Shares of Common Stock obtained under a Restricted Stock Award are often subject to a lapsing forfeiture restriction (or repurchase right by the startup if those shares were purchased for cash). This means that part or all of the shares may be repurchased by the startup if the recipient fails to provide the agreed-upon services or meet other commitments. The forfeiture restrictions of a Restricted Stock Award perform very much like vesting does with respect to stock options. Like typical vesting terms, forfeiture restrictions tend to lapse over a four-year period – with 25% of the shares fully owned by the recipient on the one-year anniversary of his or her start date at your startup, and an additional 1/48th of the shares owned outright each month over the subsequent three years.

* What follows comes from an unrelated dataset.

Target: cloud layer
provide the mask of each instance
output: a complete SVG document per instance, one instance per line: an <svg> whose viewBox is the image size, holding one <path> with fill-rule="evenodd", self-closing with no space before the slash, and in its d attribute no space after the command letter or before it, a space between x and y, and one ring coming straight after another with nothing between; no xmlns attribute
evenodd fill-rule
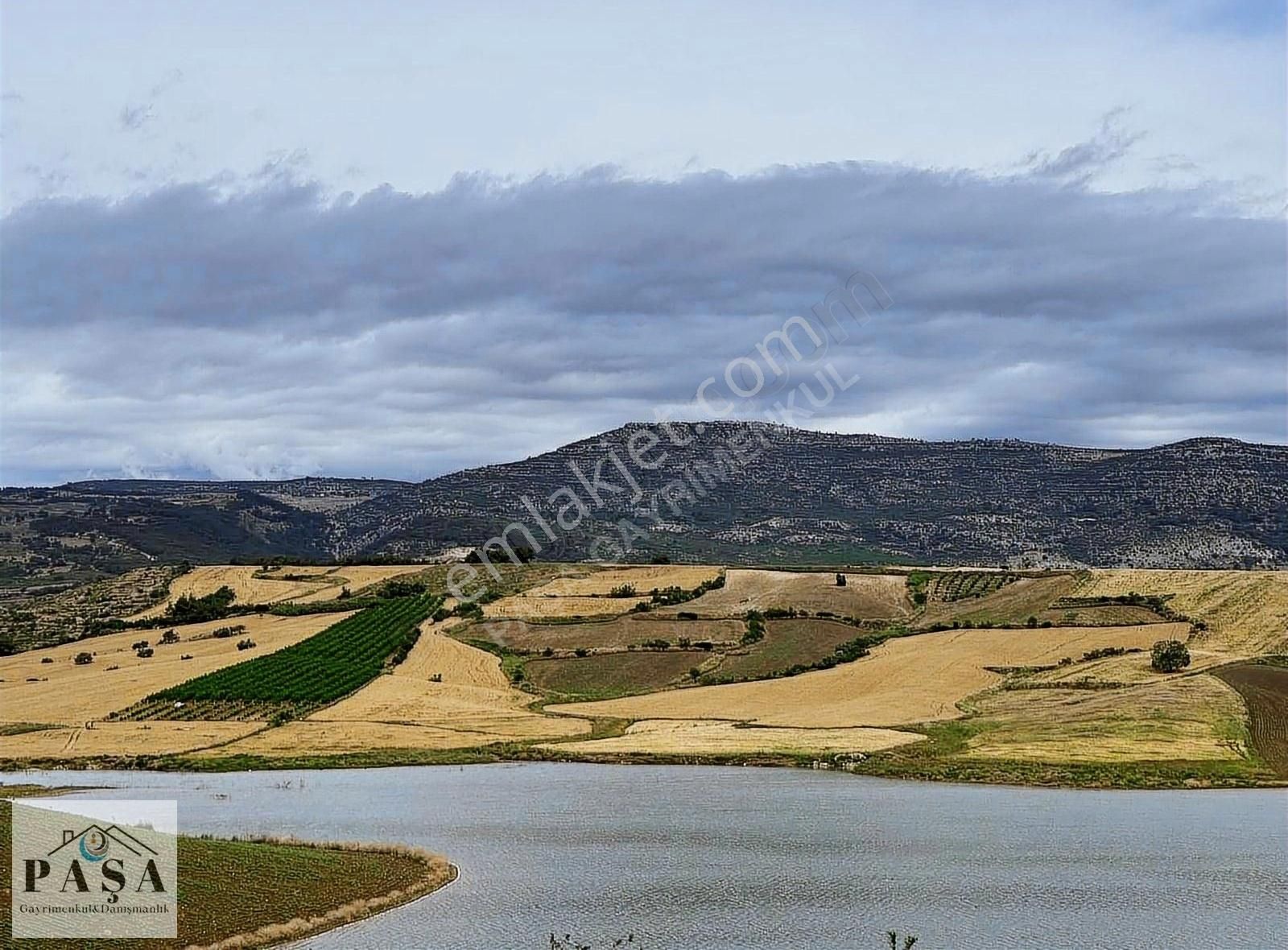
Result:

Stockholder Approval of Equity Incentive Plan

The Stockholder Approval of Equity Incentive Plan is one of a group of documents that allows the stockholders of your startup to formally sanction or approve a “resolution” of your startup’s board of directors. A resolution is a decision or objective that has been voted on (and was agreed to) by your startup’s board members. A formal sanctioning or approval from your startup’s stockholders is generally reserved for important or significant board resolutions – examples of this sort are the approval of an Equity Incentive Plan, and the indemnification of a given individual or entity by your startup. Many less-impactful decisions involving your startup will be discussed and voted on by board members (replacing a non-critical vendor or changing the appearance of your employees’ uniforms might qualify), however those votes should not require formal sanction from stockholders.

A Stockholder Approval of Equity Incentive Plan authorizes the adoption of the Equity Incentive Plan (Exhibit A). The Equity Incentive Plan calls for a given number of your startup’s shares of Common Stock to be reserved for issuance, and for your startup’s officers to take whatever legal steps are necessary to facilitate this process.